Evangelizing A Christ-Haunted World

By Jacqueline Wilson

We live in a Christ-haunted world. We know this because our culture expresses a longing for an everlasting afterlife through its obsession of ghosts, vampires, werewolves, and zombies. Our culture celebrates these things in popular books, movies, and television shows. Each year on Halloween we dress up our children in costumes glorifying and commemorating that which lives forever, no matter how ghoulish those things may be. These things are signs that we recognize life as good and death as bad. The ghoulishness expressed in the undead, symbolizes the sin that leads to our unfortunate death, but it forgets and neglects the hope we have as Christians in an everlasting, beautiful, and joyful life through Christ’s death and resurrection.

  • Why Does This Matter?

As Christian ministers, we have a duty to evangelize and share the Good News of Christ’s glorious triumph over death which leads to everlasting joy and life with Him. And, when we evangelize, we must do so through a culture that is familiar to those to whom we are evangelizing. We cannot begin our evangelization with, as Bishop Robert Barron says, “a finger wagging no.” By taking away the culture of those to whom we are evangelizing, we take away the foundation they have built their life upon. This will only lead others to become defensive and fearful of what we have to say. When evangelizing we must first build a trusting relationship by praising what is good and filling the existing void, the longing for Christ, with God’s goodness.

  • What Does Scripture Say?

Consider The Parable of Weeds Among Wheat in Matthew’s Gospel:

… The kingdom of heaven may be compared to someone who sowed good seed in his field; but while everybody was asleep, an enemy came and sowed weeds among the wheat, and then went away. So when the plants came up and bore grain, then the weeds appeared as well. And the slaves of the householder came and said to him, “Master, did you not sew good seed in your field? Where, then, did these weeds come from? He answered, “An enemy has done this.” The slaves said to him, “Then do you want us to go and gather them?” But he replied, “No; for in gathering the weeds you would uproot the wheat along with them. Let both of them grow together until the harvest; and at the harvest time I will tell the reapers, Collect the weeds first and bind them in bundles to be burned, but gather the wheat into my barn.”

(Mt. 13:24-30, NRSV)

In this parable Jesus warns us to not destroy the evil right away. We learn through the descriptive aspects of the parable that evil is akin to a parasite which lives off a healthy body. Evil lives off good and as a result, it is difficult for anyone to remove evil without also destroying that which is good. While there are evils that must be addressed right away, sometimes, as this parable shows us, it is better to leave them alone for a while, and in the meantime, harvest the good until it is strong enough to withstand the removal of the evil.  

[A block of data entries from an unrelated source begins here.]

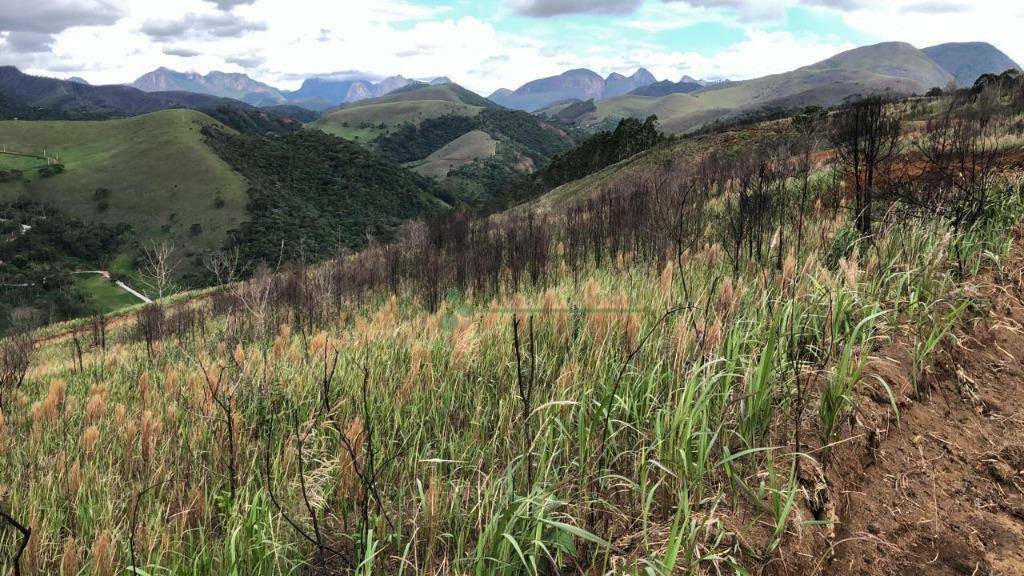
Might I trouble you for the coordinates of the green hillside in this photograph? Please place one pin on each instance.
(460, 152)
(969, 60)
(311, 194)
(369, 119)
(893, 67)
(154, 172)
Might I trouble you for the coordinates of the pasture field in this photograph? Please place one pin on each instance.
(159, 174)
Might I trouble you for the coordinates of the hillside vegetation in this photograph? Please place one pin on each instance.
(970, 60)
(154, 172)
(311, 195)
(889, 68)
(666, 376)
(371, 118)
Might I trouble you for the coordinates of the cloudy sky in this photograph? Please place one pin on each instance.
(483, 44)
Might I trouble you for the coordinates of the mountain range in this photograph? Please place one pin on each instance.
(223, 84)
(893, 68)
(578, 96)
(315, 93)
(581, 84)
(969, 60)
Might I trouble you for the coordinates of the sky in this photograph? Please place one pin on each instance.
(482, 44)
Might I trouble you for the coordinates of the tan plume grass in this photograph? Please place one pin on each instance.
(71, 560)
(95, 407)
(348, 480)
(102, 554)
(420, 357)
(666, 281)
(143, 389)
(74, 480)
(89, 440)
(463, 340)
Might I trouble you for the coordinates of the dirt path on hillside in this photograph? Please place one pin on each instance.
(941, 492)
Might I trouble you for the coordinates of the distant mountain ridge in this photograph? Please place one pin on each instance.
(890, 68)
(969, 60)
(580, 84)
(35, 97)
(223, 84)
(317, 93)
(666, 87)
(324, 93)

                This is what we need to do when evangelizing the culture today. We need to first harvest what is good—the unknowing longing for Christ in the culture and the everlasting life he offers us. But what does this look like? How do we go about evangelizing a culture that we have many disagreements with?

  • Find Common Ground

We must begin by finding a ground for agreement and remember who we are talking to.Everyone we encounter is a child of God who has goodness in them. Everyone needs to be given love, dignity, respect, and compassion. Constantly pointing out a person’s wrongs and flaws puts them on the defensive. It makes them feel attacked and feel as if we do not value them or their viewpoints. When we begin our evangelization by finding a foundation on which we can agree, and validating the good within them, we are affirming that person’s human dignity. When a person feels respected, they are more open minded to what we want to say. The grounds of agreement can be through anything. It does not have to be a theological agreement. (Though theological agreements are great beginnings!) It can be that we both like a book, movie, or sport. Once we find something that we both believe is good, true, and beautiful, we can then find a way to relate that good thing to Christ. Perhaps the book or movie has biblical, Christ-like themes of forgiveness and redemption. Perhaps we can relate the teamwork within the favored sport to how the body of Christ works. Whatever the agreement is, we should begin there. We should validate the good, true, and beautiful. Once we have built a solid foundation of mutual respect and love and once, we have introduced what is good, true, and beautiful, then we can present the things we disagree upon.

Ministers of the Gospel have an obligation to speak within the culture they preach, just as Christ incarnate speaks to us wherever we are.